In every good course book are mentioned problems with memory allocation, performance of some specific functions and so on. The best thing what to do is buy a good book ;-)

Here is a short overview of techniques which are often problematic:

  • excessive I/O, power consumption, or memory usage - memleaks
  • threads
  • Avoid unnecessary work/computation
  • Wake up only when necessary
  • Do not actively poll in programs or use short regular timeouts, rather react to events
  • If you wake up, do everything at once (race to idle) and as fast as possible
  • Use large buffers to avoid frequent disk access. Write one large block at a time
  • Don't use [f]sync() if not necessary
  • Group timers across applications if possible (even systems)

And now some examples:

Threads

It is widely belived that using threads make our application performing better and faster. But it is not true everytime. Python is using Global Lock Interpreter so the threading is profitable only for bigger I/O operations. We can help threads by optimizing them by unladded swallow (still not in upstream).
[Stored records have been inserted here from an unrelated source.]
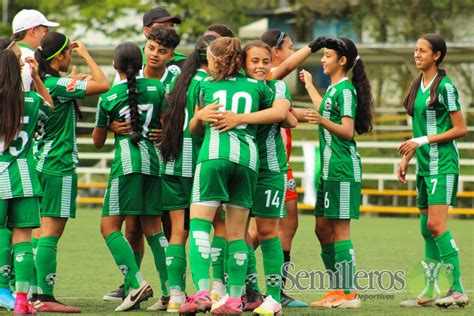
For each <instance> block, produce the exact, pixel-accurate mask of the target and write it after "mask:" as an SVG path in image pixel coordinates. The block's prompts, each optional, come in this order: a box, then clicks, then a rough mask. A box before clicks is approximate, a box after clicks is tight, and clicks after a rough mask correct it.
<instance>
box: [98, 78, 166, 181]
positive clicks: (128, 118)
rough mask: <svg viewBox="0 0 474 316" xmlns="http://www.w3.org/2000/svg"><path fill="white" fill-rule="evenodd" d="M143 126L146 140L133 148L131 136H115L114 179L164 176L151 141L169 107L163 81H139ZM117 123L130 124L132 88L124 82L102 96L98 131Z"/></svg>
mask: <svg viewBox="0 0 474 316" xmlns="http://www.w3.org/2000/svg"><path fill="white" fill-rule="evenodd" d="M136 87H137V97H138V113H139V124H138V125H139V126H138V129H137V132H138V133H139V134H140V135H141V136H142V139H141V140H140V141H139V142H138V144H137V145H133V143H132V140H131V137H130V135H115V156H114V160H113V162H112V168H111V171H110V178H111V179H113V178H116V177H119V176H122V175H126V174H131V173H141V174H146V175H153V176H159V175H160V158H161V155H160V152H159V150H158V148H157V147H155V144H154V143H153V142H152V141H151V140H150V139H149V138H148V133H149V131H150V130H152V129H160V128H161V124H160V116H161V113H162V109H163V108H164V107H165V104H166V103H167V101H166V97H165V94H166V93H165V89H164V87H163V84H162V83H161V82H160V81H159V80H155V79H146V78H137V84H136ZM114 120H122V121H124V120H130V107H129V105H128V85H127V81H126V80H124V81H122V82H120V83H118V84H116V85H114V86H113V87H112V89H110V90H109V91H108V92H106V93H104V94H102V95H101V96H100V98H99V103H98V106H97V113H96V121H95V124H96V126H97V127H101V128H107V127H108V126H109V122H112V121H114Z"/></svg>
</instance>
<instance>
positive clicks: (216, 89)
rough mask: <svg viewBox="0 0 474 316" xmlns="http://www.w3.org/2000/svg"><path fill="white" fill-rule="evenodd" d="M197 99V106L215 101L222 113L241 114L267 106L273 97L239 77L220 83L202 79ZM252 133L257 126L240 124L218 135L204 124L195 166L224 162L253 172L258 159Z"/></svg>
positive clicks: (253, 132)
mask: <svg viewBox="0 0 474 316" xmlns="http://www.w3.org/2000/svg"><path fill="white" fill-rule="evenodd" d="M200 98H201V100H200V103H201V106H205V105H207V104H211V103H214V102H215V101H217V102H218V103H219V104H220V105H222V107H221V108H220V109H221V110H222V111H232V112H234V113H237V114H244V113H252V112H256V111H258V110H260V109H265V108H269V107H271V106H272V103H273V99H274V95H273V93H272V91H271V90H270V88H269V87H267V86H266V85H265V84H264V83H263V82H261V81H258V80H256V79H252V78H247V77H245V76H243V75H240V74H239V75H237V76H236V77H233V78H230V79H225V80H220V81H213V80H212V79H211V78H206V79H205V80H204V81H203V82H202V84H201V96H200ZM256 132H257V125H247V124H242V125H239V126H237V127H235V128H234V129H232V130H230V131H227V132H225V133H220V132H219V131H218V130H217V129H215V128H211V126H210V124H209V123H207V124H206V133H205V136H204V142H203V144H202V147H201V150H200V152H199V157H198V163H199V162H203V161H206V160H214V159H224V160H229V161H231V162H234V163H237V164H240V165H243V166H246V167H247V168H250V169H251V170H253V171H257V170H258V168H259V158H258V149H257V145H256V144H255V137H256Z"/></svg>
Perl threads were created for application which run on systems without fork (win32). In Perl are data by default copied for every thread (Copy On Write) and if user includes module for sharing data ([ threads::shared]), then are data copied (Copy On Write) plus it creates tied variables, which takes even more time. It has pros and cons but definitely one should think about usage and run some performance tests.

In C threads share the same memory, each thread has his own stack, kernel doesn't have to create new file descriptors and allocate new memory space. Threads are taking advantage from more CPUs.